C’est LA question qu’on reçoit le plus souvent.
Pour vous répondre, nous nous sommes invitées dans un nouveau bureau, celui de Benjamin Perrin, UX writer freelance.
Benjamin est un créateur et UX writer indépendant passé par la conception-rédaction. Il a travaillé en start-up, en association, et surtout en freelance, pour des entreprises comme Comet, Chance, Betagouv, Creatis ou encore Deezer. Depuis 2019, il est l’auteur de Plumes With Attitude (on vous la conseille fortement !), une newsletter long format dans laquelle il interviewe des personnalités sur leurs écrits et sujets de prédilection. Des voix connues comme Salomé Saqué, Geoffroy de Lagasnerie et Timothée Parrique y côtoient des plumes émergentes comme Margaux Cassan et Sixtine Dano, mais aussi des activistes, des chercheurs, et plein de profils fascinants. À côté de ses activités d’écriture, il a un collectif de DJs et écume les salles obscures comme les salles d’escalade.
On vous laisse en apprendre un peu plus sur lui et son quotidien de freelance.
Bonne lecture ! 📖
L’UX writing est un type d’écriture tourné vers l’empathie, la résolution de problèmes concrets et – très important pour moi – l’honnêteté intellectuelle. On n’écrit pas pour vendre, mais pour guider. J’apprécie d’ailleurs y entendre des discussions autour de véritables enjeux de société comme l’inclusion et la recherche d’accessibilité, mais aussi des coups de gueule contre de mauvaises pratiques comme celles des dark patterns.C’est donc un métier que je trouve bien plus épanouissant que la conception-rédaction. Et même s’il est souvent jugé moins ‘créatif’, je me retrouve davantage dans ses sujets de préoccupation, que je trouve à la fois plus sains, sensés et dignes d’intérêt.
Comment expliques-tu ton job d’UX writer à une personne qui n’y connaît rien (ou presque) ?
L’UX writing, c’est écrire pour guider. C’est trouver les bons mots pour créer des interfaces claires et simples à utiliser.
La mission principale d’un UX writer est de s’assurer que toute personne ait la bonne information pour pouvoir avancer à chaque moment de son utilisation d’un produit donné. Cela nécessite un certain niveau d’empathie, ainsi qu’une sensibilité à l’accessibilité et à l’inclusion.
C’est un métier où l’écriture est davantage tournée vers l’utilité que le style, ce qui m’évoque une certaine forme de vulgarisation.
Tu voulais faire quoi quand tu étais petit ?
Quand j’étais enfant, je voulais être journaliste.
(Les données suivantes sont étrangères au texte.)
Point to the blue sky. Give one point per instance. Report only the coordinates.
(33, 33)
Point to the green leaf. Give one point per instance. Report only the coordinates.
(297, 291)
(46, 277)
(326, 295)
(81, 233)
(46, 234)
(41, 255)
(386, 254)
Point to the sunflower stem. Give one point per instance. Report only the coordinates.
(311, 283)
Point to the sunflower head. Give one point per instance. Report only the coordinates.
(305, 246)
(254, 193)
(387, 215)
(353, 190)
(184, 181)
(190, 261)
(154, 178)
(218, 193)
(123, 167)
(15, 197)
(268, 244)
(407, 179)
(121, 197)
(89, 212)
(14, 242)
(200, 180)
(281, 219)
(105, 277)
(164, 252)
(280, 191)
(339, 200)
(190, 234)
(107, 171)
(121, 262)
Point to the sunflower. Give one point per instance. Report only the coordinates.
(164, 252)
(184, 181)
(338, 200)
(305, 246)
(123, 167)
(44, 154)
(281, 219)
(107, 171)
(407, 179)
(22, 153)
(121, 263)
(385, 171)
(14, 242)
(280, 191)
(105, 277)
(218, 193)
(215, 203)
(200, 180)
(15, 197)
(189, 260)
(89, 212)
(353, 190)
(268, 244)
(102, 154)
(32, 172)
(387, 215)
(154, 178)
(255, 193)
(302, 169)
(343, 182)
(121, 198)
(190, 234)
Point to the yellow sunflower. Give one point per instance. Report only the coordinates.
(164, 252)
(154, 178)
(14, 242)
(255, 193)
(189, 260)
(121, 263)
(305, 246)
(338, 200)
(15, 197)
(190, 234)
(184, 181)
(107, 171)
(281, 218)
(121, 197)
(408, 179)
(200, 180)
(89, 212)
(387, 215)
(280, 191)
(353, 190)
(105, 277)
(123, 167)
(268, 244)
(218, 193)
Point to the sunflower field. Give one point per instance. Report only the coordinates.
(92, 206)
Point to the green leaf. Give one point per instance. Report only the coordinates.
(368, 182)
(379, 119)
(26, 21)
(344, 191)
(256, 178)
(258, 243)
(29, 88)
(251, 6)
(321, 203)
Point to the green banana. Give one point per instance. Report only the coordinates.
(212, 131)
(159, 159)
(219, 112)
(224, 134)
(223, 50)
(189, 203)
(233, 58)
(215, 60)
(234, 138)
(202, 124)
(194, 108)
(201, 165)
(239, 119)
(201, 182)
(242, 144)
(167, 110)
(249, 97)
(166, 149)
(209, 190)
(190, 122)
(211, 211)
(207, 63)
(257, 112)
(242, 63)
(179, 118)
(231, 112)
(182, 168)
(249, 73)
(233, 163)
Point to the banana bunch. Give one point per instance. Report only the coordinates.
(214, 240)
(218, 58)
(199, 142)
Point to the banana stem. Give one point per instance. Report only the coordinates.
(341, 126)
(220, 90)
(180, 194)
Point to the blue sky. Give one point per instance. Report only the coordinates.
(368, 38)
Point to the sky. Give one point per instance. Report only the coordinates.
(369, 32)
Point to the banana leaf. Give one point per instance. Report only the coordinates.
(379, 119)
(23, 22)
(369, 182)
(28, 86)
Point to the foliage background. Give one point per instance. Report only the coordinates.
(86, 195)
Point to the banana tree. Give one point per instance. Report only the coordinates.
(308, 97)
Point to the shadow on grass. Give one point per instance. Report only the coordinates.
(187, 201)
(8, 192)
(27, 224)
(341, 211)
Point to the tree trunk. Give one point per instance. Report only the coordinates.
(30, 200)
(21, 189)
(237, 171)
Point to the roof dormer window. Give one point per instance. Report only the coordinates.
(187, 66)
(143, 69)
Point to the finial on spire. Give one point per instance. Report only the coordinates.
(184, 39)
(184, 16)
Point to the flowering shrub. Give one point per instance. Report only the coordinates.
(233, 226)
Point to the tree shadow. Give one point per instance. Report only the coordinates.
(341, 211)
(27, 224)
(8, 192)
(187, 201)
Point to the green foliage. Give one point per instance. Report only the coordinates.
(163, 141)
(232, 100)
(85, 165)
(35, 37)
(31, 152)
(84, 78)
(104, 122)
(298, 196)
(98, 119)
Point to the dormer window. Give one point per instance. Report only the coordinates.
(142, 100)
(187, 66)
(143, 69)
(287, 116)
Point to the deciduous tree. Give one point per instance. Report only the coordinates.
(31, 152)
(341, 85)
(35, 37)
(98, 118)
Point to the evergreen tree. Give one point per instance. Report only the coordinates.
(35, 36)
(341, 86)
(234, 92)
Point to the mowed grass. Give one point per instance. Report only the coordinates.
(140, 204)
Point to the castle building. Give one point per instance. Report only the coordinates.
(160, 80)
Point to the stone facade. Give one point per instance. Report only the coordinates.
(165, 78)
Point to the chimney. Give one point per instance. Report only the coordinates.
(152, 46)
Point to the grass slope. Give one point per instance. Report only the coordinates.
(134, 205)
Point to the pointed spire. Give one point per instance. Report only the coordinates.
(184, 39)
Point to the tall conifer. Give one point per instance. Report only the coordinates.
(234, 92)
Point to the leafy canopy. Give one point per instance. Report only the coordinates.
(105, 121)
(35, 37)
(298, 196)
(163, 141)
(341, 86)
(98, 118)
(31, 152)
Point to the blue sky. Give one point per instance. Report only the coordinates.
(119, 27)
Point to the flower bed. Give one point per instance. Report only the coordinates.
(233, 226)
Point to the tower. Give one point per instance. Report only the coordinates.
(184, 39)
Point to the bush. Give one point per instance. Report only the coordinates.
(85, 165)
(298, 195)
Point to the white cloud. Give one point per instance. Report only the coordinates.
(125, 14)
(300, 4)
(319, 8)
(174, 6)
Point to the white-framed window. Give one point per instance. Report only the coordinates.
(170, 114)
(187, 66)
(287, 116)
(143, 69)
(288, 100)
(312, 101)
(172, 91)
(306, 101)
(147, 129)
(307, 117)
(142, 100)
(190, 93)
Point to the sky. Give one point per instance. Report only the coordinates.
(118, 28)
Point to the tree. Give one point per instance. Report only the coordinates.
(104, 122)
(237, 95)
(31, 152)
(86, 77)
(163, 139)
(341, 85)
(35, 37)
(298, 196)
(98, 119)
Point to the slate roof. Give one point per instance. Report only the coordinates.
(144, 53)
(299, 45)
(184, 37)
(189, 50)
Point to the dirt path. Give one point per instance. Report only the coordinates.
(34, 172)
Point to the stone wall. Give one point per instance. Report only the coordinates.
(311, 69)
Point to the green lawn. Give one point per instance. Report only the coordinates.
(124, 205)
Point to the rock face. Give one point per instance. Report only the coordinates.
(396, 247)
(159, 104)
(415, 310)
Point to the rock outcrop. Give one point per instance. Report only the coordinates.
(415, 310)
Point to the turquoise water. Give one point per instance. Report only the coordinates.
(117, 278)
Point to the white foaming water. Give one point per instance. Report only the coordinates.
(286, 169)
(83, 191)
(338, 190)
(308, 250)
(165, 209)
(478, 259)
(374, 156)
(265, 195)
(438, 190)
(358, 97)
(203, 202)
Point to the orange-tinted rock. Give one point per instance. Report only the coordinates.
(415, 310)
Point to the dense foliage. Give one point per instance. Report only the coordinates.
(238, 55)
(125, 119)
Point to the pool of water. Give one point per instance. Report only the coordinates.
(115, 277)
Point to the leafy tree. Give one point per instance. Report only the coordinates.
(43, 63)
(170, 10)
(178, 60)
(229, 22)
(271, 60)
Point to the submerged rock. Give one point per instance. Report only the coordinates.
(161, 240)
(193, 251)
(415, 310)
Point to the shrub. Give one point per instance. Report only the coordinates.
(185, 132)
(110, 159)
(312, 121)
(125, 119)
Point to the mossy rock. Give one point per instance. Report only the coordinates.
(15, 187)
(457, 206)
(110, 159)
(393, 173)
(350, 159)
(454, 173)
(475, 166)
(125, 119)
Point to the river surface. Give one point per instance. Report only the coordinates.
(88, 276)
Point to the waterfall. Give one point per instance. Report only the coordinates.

Jusqu’à ce qu’un salarié de l’Est Républicain me parle de sa condition à l’occasion d’une rencontre organisée par mon école primaire. Quand je lui ai dit que ça m’intéressait pour quand je serai grand », je me souviens qu’il m’en avait dissuadé en évoquant la précarité du milieu. À noter que c’était bien avant l’arrivée de la crise de 2008 et des réseaux sociaux.
Aujourd’hui encore, je garde un rapport ambivalent avec la profession, entre admiration pour le métier et consternation vis-à-vis de l’évolution des pratiques des acteurs dominants du secteur.
Reste que tenir une newsletter depuis plus de cinq ans m’a rapproché de ce rêve d’enfant. Mais je ne me considère pas comme journaliste pour autant.
Comment es-tu devenu UX writer ?
En tant que concepteur-rédacteur dans des start-ups, j’ai longtemps fait de l’UX writing sans le qualifier comme tel. J’ai souvent eu ce rôle de « plume » de la boîte, avec des demandes de textes qui arrivaient de la part de toutes les équipes : marketing, communication, sales, CRM, et bien sûr produit.
J’avais été sensibilisé à l’UX writing dès 2014, alors que j’étais en stage chez Deezer avec Camille Promérat, qui est depuis devenue une référence dans le métier. Mais c’est chez Comet que j’ai véritablement commencé à m’en rapprocher, suite à une réorganisation qui m’a permis de passer plus de temps sur les enjeux produit liés à l’UX writing.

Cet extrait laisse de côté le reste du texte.